Safeguarding Your Content with Digital Commons

Category : Preservation

A Comprehensive Approach

Over time, many different technologies may be used to safeguard an institution’s intellectual assets. As an organization responsible for providing hosted repository services, we see our role as integral to helping you achieve your long-term goals in this area.

Our current strategy for safeguarding your content entails a robust infrastructure, archival options, regular maintenance schedule, and an array of services that we know many individual institutions find difficult to provide for themselves. We protect your intellectual assets against a variety of threats, from the passage of time to direct, malicious attacks to the service. We take these threats seriously and constantly evaluate the level of security our system provides.

We also recognize the importance of our ability to maintain a high level of service to our subscribers. Since our founding in 1999, bepress has been very successful at providing software services to the scholarly community. We have been developing and actively hosting institutional repositories since 2002. During this time, we have invested considerable resources in developing Digital Commons into the world’s leading hosted repository platform. Today we host repositories for 500+ institutions around the world. We are financially healthy, and our revenues are steady.

Digital Commons is a high-availability platform that utilizes a distributed file system to provide fast and reliable access for content upload and delivery worldwide. Our service offers unlimited storage, offsite backups on Amazon Glacier, and the option to receive archives via Amazon S3. Our provision of permanent URLs to repository records underscores our commitment to the preservation of information and objects in the long term.

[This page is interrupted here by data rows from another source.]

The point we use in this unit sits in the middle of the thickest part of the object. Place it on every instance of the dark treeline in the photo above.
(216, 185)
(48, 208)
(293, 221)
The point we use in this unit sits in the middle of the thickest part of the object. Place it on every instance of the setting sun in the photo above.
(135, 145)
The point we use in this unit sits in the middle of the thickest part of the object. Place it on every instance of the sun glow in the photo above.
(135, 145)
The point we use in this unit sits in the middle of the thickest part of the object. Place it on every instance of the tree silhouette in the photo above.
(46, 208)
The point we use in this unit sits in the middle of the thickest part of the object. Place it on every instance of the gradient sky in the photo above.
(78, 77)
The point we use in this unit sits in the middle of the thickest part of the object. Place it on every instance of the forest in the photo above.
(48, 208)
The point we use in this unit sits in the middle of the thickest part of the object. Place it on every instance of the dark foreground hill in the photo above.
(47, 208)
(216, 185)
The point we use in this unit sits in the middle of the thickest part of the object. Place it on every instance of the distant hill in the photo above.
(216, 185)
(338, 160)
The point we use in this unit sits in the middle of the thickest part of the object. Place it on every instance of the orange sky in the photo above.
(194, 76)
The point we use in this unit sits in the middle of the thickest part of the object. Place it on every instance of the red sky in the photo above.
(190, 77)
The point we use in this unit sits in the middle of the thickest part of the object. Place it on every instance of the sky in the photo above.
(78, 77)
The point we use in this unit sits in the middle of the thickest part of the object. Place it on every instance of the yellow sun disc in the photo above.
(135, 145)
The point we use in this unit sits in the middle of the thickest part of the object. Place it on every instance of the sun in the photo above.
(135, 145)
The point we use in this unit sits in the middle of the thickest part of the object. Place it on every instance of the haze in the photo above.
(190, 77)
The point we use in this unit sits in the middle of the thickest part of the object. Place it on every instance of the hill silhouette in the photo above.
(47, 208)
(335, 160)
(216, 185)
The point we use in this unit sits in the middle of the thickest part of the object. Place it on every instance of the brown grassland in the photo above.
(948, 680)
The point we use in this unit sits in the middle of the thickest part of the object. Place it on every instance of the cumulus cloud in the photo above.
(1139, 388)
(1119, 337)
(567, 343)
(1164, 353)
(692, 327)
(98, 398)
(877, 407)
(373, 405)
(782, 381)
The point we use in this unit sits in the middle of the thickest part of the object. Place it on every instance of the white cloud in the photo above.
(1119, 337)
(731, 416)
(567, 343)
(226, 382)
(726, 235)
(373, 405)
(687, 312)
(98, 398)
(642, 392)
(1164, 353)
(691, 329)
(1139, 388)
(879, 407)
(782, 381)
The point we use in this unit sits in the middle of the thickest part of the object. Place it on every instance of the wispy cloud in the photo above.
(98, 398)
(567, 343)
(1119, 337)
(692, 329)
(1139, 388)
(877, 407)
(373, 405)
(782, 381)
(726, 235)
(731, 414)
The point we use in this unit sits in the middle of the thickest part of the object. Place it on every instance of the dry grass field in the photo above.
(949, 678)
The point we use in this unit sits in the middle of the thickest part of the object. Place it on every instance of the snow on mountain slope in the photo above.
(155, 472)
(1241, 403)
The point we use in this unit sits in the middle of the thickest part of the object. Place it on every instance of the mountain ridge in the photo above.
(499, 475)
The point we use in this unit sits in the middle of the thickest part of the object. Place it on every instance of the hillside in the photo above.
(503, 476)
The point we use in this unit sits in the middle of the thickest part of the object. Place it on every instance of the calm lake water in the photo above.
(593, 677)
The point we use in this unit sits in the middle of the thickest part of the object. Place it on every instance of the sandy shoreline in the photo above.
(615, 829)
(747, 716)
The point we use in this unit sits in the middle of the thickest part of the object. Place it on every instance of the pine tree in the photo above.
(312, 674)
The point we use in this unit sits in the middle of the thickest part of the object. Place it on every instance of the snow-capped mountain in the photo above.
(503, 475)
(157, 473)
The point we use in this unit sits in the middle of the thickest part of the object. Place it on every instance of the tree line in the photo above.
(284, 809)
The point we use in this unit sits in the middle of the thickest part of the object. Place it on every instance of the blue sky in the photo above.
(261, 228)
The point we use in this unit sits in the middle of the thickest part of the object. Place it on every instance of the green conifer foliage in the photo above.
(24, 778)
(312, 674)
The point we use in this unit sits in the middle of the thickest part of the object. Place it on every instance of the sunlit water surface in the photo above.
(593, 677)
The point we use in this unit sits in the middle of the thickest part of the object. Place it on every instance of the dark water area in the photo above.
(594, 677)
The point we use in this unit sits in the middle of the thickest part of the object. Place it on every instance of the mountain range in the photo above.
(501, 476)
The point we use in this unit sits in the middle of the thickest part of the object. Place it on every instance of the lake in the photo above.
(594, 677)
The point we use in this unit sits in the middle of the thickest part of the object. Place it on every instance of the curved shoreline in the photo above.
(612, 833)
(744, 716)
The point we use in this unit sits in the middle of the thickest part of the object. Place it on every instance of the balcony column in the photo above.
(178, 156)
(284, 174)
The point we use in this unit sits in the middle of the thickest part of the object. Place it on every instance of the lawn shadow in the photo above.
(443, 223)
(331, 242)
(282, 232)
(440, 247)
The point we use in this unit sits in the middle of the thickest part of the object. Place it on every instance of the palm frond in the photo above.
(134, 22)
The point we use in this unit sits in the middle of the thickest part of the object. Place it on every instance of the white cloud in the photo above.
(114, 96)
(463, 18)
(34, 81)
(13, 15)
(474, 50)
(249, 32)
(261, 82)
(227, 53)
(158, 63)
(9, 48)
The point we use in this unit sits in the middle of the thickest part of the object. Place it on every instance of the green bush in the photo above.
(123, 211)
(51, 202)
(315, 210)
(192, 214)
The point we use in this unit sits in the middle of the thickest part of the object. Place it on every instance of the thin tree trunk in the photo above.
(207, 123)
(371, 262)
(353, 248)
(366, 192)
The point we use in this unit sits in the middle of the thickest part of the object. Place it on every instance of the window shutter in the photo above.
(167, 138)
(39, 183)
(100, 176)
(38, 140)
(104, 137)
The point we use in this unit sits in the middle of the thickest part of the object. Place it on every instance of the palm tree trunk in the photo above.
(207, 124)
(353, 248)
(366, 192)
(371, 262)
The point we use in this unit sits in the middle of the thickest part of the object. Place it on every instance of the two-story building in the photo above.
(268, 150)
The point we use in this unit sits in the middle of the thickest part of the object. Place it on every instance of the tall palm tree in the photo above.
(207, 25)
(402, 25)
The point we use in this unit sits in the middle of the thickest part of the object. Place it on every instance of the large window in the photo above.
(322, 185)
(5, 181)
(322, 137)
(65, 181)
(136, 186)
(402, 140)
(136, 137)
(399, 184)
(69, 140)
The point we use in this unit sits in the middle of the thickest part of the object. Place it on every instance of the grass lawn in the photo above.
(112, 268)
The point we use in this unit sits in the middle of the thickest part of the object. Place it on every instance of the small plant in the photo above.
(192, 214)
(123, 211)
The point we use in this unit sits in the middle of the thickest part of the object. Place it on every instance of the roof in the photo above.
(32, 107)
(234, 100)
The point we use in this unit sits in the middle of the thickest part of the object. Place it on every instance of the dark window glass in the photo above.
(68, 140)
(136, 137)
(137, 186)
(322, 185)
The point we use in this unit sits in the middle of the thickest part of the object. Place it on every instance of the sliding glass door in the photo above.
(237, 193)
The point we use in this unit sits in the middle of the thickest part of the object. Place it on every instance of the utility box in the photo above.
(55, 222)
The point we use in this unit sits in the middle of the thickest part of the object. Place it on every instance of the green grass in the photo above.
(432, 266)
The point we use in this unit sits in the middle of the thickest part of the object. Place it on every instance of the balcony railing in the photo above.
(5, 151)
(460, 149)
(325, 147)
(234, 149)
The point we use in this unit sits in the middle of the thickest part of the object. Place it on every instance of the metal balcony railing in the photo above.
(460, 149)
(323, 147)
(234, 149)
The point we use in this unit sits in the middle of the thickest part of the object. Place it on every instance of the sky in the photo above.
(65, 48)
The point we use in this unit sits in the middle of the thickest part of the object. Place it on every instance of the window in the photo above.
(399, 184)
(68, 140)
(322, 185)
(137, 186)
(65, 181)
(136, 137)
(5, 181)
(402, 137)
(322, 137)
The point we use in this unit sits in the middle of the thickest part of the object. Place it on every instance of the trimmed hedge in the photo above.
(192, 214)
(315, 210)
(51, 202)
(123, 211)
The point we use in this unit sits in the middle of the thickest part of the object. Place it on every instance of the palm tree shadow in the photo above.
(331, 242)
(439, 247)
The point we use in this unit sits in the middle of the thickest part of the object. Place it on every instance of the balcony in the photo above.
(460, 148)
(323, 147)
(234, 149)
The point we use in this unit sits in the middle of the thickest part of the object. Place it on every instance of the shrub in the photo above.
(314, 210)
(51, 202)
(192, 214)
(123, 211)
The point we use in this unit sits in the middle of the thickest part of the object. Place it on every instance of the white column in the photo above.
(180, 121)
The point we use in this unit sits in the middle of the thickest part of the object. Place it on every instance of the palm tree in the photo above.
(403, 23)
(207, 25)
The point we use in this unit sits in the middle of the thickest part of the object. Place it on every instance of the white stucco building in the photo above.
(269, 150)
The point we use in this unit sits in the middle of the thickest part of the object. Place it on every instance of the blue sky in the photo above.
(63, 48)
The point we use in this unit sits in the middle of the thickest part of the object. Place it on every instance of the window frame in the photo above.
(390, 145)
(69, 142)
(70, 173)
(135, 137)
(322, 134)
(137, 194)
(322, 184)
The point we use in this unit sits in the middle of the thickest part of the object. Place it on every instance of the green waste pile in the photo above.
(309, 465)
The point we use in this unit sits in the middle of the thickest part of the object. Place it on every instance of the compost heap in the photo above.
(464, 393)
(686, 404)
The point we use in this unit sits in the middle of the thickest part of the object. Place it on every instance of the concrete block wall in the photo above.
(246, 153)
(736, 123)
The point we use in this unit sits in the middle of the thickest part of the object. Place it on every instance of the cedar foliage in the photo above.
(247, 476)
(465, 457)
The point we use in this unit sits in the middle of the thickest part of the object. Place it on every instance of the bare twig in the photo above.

In the remainder of this document, we highlight key services employed to safeguard your content. We encourage you to read carefully and let us know how we can improve our services for the future.

Persistent URLs

One of the most important aspects of maintaining a reliable repository service is the provision of stable links to your content. Digital Commons provides clean, stable, and easily citable links to your content. These links take the following form: http://your_domain.edu/your_collection/submission number/.

For example, the URL “http://digitalcommons.unl.edu/feralhog/5/” refers to content hosted by the University of Nebraska-Lincoln (“http://digitalcommons.unl.edu“) in a collection of papers about feral hogs (“feralhog”), and points to the fifth paper posted to this collection (“5”).

We do not change the URLs that point to your content, even if you move a collection within your site’s hierarchy. We do, however, provide tools that allow you to manage the content on your webpages or completely remove webpages in the case of mistaken submissions or take-down requests.

A Robust Infrastructure and Dedicated Staff to Manage It

Bepress hosts 500+ repositories for institutions all over the world. To keep so many sites up and running smoothly we employ well-tested software on a strong system architecture.

Key points of our system:

  1. All of our production servers are maintained at a high availability colocation facility with multiple backbone connections and backup generators or in redundant Amazon Web Services availability zones. The facility is secure and requires physical tokens (badges) and biometric identification for access.
  2. We maintain failover web, database, and storage servers to continue to serve content in case of failures.
  3. Our databases have real-time redundancy that runs continuously, and we take full nightly backups of our entire database. The nightly backups are stored away from our colocation facility in a separate physical location.
  4. The storage server for our production files has full hardware redundancy. We create hourly and daily snapshots and offsite backups of our production filesystems. In this case, ‘offsite’ means offsite from the co-lo facility. Production files are mirrored every half hour, databases every 2 hours. A second copy of offsite backups is sent to Amazon S3. (Amazon S3 data is redundantly stored across multiple Amazon facilities and multiple devices in each Amazon facility.)
  5. All of your uploaded files are stored in triplicate in our redundant storage cluster, as well as backed up offsite to a third-party cloud service, Amazon Glacier, that specializes in data archiving and backup. Glacier performs regular, systematic data integrity checks and is built to be automatically self-healing.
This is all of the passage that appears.